Michael Meyers is at his most terrifying when he’s lurking in the shadows just off-camera and we don’t know exactly where he is or what he plans on doing.
The unknown lets our imaginations run wild and come up with a myriad of horrifying possibilities in our minds. As I watch these movies, I commonly find myself scared and nervous at the beginning and somewhat let down after the reveal at the end. The build-up always seems to be scarier than the reveal.
Apart from simply wanting to share this theory with other people besides my wife, I share it to illustrate that uncertainty is scary. And while uncertainty is fun within the confines of a horror movie, it’s not fun when it comes to your money.
Uncertainty about what the future will bring is what keeps a lot of people from investing. That’s why so many people would rather put their hard-earned money in a savings account where inflation will slowly erode its value, than subject it to the uncertainty of the stock market.
A scary, unknown future also causes people to seek out forecasters or search for people who look like they know what they’re doing to try and bring some clarity about what’s coming next.
Even though financial forecasters are wrong as often as they are right, people still crave their thoughts because strong opinions are comforting while shrugging your shoulders feels reckless when the stakes are high. As Josh Brown says:
“We’re all just guessing, but some of us have fancier math.”
Don’t let the fear of the unknown cloud your decision-making. A lot of financial mistakes can be traced back to people trying to predict or time perfectly what’s going to happen in various markets.

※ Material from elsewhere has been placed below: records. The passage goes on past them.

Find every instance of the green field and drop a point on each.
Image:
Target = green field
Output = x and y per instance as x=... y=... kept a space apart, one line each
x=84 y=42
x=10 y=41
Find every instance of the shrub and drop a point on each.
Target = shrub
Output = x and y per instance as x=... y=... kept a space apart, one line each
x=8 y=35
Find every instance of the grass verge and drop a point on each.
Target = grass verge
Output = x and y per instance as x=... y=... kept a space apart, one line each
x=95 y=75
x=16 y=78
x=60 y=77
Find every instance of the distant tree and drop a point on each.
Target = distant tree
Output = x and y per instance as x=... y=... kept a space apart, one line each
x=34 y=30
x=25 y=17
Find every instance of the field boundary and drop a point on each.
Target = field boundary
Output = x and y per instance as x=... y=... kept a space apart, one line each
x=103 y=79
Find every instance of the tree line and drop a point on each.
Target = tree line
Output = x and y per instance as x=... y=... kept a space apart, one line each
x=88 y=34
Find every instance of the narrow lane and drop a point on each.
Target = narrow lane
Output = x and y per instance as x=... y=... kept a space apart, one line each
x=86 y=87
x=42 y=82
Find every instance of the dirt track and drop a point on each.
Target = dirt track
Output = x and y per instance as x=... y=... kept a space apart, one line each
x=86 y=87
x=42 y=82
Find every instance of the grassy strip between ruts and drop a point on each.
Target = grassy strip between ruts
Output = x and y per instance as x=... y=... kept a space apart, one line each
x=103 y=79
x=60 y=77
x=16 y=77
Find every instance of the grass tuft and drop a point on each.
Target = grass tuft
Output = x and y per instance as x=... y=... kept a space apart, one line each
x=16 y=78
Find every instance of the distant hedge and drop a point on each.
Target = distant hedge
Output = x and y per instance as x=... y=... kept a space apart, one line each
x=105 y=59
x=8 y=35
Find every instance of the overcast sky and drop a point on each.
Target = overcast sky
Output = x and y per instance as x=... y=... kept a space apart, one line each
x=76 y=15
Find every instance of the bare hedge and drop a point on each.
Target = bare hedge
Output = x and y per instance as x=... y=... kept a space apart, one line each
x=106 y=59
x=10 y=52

As opposed to trying to predict the future, it’s usually more helpful to prepare for the future. Predictions are about trying to be precisely right while preparation is about setting the right expectations. For example:
Prediction: It’s time to get out of stocks completely and go to cash.
Preparation: What’s the right amount of cash I need to get me through the inevitable downturns in stocks?
Prediction: The stock market is going to crash this year.
Preparation: The stock market is going to crash a handful of times in my investing lifecycle but I have no idea when they will occur. Here’s exactly what my investment plan says I should do regardless of what happens in the market tomorrow…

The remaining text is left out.